Bien malin est celui qui peut dire ce qui sortira du Conseil de l’Union européenne du jeudi 27 novembre, où les ministres en charge des télécommunications examineront le Paquet Télécom et son fameux amendement 138. Voté par 88 % des députés européen, l’amendement expose le principe selon lequel « aucune restriction aux droits et libertés fondamentales des utilisateurs finaux (d’internet) ne doit être prise sans décision préalable de l’autorité judiciaire en application notamment de l’article 11 de la charte des droits fondamentaux, sauf en cas de menace à la sécurité publique où la décision judiciaire peut intervenir postérieurement« . Concrètement, il interdit aux pays membres de déconnecter les abonnés à Internet sans passer par un ordre d’un tribunal civil ou pénal, et met donc à mal le projet de loi Création et Internet qui prévoit de donner ce pouvoir à une autorité administrative.

Nicolas Sarkozy, qui tient énormément à la riposte graduée, s’agite pour obtenir le retrait de l’amendement européen. Il a déjà échoué à convaincre la Commission européenne d’aller contre le vote du Parlement, mais il tentera jeudi une dernière carte auprès du Conseil de l’Union Européenne. S’il se prononce par une majorité qualifiée des états membres, le Conseil pourrait décider la suppression de l’amendement 138, avant la seconde lecture du texte au Parlement européen, début 2009. La dernière prise de température des ministres de l’Union Européenne invite à la prudence, dans un sens comme dans l’autre.

Dans ce contexte, les députés européens Guy Bono (photo ci-dessus) et Daniel Cohn-Bendit (photo ci-contre), cosignataires de l’amendement 138, maintiennent la pression. Ils ont écrit mardi aux ministres qui seront réunis le 27 novembre en Conseil. « Suite au vote (de l’amendement), Nicolas Sarkozy, président en exercice du Conseil de l’Union européenne, a ordonné à la commission européenne de retirer l’amendement 138. Fort heureusement, la Commission européenne s’est déclarée en faveur de l’amendement 138 en considérant qu’il constituait ‘un rappel important aux principes fondamentaux de l’ordre juridique communautaire, et notamment des droits fondamentaux des citoyens’« , rappelle la lettre.
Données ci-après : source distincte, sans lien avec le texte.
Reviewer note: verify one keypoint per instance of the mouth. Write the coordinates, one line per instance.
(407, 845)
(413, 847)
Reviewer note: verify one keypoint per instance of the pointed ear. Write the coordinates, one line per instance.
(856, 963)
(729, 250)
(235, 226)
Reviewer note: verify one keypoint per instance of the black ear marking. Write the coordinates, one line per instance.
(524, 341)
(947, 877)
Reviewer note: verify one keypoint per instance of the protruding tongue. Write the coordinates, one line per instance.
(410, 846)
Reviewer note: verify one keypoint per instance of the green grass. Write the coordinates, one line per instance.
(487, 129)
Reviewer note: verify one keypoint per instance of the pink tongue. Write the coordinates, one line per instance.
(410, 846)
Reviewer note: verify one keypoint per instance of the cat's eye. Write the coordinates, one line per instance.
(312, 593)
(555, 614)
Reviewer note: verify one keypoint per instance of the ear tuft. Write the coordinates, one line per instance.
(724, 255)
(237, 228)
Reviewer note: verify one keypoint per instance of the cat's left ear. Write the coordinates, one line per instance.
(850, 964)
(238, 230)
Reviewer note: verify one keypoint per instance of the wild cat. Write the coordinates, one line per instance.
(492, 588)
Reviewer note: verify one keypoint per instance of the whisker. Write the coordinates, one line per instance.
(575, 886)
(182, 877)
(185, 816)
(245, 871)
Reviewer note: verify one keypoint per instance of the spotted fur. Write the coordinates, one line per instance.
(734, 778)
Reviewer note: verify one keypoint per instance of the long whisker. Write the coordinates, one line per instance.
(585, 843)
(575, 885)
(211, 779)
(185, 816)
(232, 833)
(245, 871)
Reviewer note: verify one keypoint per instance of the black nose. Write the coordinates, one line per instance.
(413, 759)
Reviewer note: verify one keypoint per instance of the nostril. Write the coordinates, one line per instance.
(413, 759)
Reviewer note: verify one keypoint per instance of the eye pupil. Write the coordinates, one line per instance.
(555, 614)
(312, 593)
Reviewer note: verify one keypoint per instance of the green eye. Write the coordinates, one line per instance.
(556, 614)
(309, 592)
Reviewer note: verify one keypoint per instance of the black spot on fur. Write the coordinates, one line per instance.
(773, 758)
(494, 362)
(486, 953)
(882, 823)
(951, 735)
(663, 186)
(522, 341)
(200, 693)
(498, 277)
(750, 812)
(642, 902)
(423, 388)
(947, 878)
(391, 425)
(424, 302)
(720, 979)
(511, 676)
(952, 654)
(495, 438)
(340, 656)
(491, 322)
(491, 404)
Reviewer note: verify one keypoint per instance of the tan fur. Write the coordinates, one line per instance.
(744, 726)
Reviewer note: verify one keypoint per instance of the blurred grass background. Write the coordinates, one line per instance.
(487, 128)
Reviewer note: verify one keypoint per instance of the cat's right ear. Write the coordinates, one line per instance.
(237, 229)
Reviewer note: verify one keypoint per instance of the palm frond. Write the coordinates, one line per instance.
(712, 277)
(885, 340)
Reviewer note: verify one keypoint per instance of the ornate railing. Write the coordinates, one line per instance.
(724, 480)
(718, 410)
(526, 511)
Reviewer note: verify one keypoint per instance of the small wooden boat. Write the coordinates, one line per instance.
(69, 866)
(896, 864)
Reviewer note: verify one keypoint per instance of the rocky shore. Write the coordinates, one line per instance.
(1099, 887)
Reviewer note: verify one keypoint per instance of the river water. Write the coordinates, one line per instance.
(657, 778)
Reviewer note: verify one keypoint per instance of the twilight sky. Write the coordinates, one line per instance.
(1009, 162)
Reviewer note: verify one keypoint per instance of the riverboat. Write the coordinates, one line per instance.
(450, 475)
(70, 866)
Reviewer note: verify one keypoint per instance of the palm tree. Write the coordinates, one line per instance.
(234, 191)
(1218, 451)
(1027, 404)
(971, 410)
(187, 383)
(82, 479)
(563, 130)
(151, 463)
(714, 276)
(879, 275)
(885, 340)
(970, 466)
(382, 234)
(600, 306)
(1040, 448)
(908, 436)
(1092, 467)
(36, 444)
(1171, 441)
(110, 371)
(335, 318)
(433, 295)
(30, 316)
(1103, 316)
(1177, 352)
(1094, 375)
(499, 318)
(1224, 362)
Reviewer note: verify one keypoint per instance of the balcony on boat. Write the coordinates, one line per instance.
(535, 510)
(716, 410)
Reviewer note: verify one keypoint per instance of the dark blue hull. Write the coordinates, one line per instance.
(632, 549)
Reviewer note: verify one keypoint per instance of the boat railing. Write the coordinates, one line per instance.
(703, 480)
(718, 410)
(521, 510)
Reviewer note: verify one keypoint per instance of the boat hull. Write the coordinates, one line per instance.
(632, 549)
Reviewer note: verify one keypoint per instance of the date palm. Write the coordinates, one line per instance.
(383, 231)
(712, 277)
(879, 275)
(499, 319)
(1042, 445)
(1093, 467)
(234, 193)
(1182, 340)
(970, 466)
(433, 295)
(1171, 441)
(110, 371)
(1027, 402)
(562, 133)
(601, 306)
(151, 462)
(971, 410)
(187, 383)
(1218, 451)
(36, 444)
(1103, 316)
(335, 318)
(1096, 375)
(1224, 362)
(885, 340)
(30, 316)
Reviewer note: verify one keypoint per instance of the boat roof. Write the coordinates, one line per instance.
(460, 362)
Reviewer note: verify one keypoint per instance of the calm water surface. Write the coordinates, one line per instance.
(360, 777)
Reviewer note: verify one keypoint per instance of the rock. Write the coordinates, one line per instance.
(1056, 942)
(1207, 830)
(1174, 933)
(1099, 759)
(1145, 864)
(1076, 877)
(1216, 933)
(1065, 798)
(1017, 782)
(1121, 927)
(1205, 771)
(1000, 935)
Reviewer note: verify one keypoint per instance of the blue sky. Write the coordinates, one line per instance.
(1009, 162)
« Nous vous appelons à votre tour à résister au diktat de la Présidence française« , poursuit-elle. « La révision du cadre des télécommunications est un sujet très sensible dans la mesure où il touche des millions de personnes. A cet égard, le fait que les citoyens, les consommateurs et les internautes soutiennent l’amendement 138 doit être pris en considération par le Conseil« .

Les deux eurodéputés préviennent qu’ « à neuf mois des élections européennes, le retrait pur et simple de cet amendement, plébiscité par une écrasante majorité des élus du suffrage universal, donnerait une image déplorable de la démocratie européenne en général et du Conseil en particulier« .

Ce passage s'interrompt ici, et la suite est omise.